Aliás, se os EUA tivessem se atendado para os detalhes, teriam percebido que no país em que a reforma agrária nunca foi feita e que as fortunas atravessam gerações sem saírem das mesmas mãos, logo perceberia que esse país não tem futuro.
E por falar em futuro...
O futuro também não parece ser muito promissor. Com péssimas remunerações oferecidas pelas empresas, um poder de consumo cada vez menor e restrição da oferta de crédito, a atividade empreendedora no país deve continuar se resumindo a trabalho informal e relações trabalho precarizadas.
Claro que existem jovens bem-nascidos, com uma educação privilegiada, formação superior, MBA e tudo mais, esses geralmente quando voltam do intercâmbio correm para montarem a startup deles, empresas que para um olhar mais pragmático se resumem como empresas que oferecem serviços de baixa complexidade, que dificilmente dão lucro, quebram fácil e boa parte delas se apoiam na ideia de precarizar as relações de trabalho tal qual os aplicativos de transporte, entregas e faxinas.

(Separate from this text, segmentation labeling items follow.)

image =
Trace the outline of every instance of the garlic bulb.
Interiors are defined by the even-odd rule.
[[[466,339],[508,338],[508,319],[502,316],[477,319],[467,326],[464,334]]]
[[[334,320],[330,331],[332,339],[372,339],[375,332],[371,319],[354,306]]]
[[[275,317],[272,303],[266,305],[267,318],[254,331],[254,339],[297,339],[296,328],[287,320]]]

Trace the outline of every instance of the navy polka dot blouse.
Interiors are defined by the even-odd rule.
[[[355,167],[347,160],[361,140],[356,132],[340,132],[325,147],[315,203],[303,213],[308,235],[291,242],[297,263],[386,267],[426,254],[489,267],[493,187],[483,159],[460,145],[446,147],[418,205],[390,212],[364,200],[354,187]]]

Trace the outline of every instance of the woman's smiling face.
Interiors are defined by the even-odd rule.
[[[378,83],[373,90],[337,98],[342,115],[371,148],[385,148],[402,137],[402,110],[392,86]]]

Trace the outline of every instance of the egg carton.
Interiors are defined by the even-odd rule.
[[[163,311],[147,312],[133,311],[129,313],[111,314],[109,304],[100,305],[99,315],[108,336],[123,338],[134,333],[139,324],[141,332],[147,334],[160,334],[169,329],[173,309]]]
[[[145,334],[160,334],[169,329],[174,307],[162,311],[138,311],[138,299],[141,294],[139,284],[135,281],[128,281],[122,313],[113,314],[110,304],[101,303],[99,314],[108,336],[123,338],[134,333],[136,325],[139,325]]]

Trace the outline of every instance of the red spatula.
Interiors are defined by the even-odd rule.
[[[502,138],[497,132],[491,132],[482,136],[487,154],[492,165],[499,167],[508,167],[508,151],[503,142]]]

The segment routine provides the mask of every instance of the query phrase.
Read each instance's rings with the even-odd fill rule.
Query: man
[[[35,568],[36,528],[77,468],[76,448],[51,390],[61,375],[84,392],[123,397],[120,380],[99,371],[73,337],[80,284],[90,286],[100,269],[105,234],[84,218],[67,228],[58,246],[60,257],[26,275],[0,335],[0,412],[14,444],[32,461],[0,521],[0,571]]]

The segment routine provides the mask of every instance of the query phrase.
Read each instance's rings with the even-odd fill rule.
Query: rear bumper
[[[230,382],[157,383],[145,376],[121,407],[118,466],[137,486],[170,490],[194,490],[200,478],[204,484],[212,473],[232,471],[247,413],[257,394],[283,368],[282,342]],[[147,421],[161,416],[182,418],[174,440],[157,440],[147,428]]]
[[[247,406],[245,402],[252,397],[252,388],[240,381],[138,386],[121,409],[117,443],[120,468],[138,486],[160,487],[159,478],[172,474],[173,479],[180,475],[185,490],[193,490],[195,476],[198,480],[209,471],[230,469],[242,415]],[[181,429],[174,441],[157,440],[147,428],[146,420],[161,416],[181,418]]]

Com o passar do tempo e graças ao surgimento dos gurus do empreendedorismo, ficamos bons também em marketing multinível, vendas de curso que ensinam a ficar rico, vendendo cursos que ensinam a ficar ricos, pirâmide financeiras, marketing digital e em fabricar coaches, são mais ou menos 100 mil novos todos os anos, se seguirmos assim em breve teremos mais coaches do que habitantes.
Enfim, espera-se que esse breve editorial sirva para fazer os EUA entenderem que não precisa boicotar o Brasil, nós não temos a menor chance de dar certo, não tão cedo. Que esse final deixe claro aos diplomatas, parlamentares e autoridades estadunidenses de todas as naturezas, que o Brasil não representa uma ameaça econômica, não representa uma ameaça geopolítica e não representa uma ameaça comercial. No Brasil o atraso é tão grande que ainda estamos no “pré-fordismo” onde quem produz, não consegue sequer consumir o que produz; vivemos hoje, o que Marx criticava no século XIX, temos um exército industrial de reserva, um exército de desempregados que faz as empresas oferecerem salários de fome, porque se um não quer, tem quem queira.
Se o Brasil não for sabotado, se a interferência externa não colaborar para que outros Bolsonaros sejam eleitos presidentes, se tivermos um pouco de paz política e consistência democrática, talvez daqui 50 anos tenhamos um país menos desigual, um país com uma educação decente, um país onde a exuberante produção de alimentos se traduza em nutrição e dignidade para a população e não em lucros exorbitantes para alguns poucos “príncipes feudais”.
A julgar pelo nosso presidente eleito, bem se vê que não temos como ir muito longe. Nossos empresários e formadores de opinião apoiaram a eleição do atual presidente, muitos deles se recusam a abandonar o barco até hoje. Qual é a chance de essas importantes figuras saberem produzir ou ler um relatório de situação? As figuras mais proeminentes do empresariado nacional, os donos do capital, foram incapazes de prever um cenário simples sobre a eleição de um presidente com ares autoritários e, toscamente, projetaram os impactos de uma pandemia com características tão gritantes... Qual é a chance de o Brasil dar certo?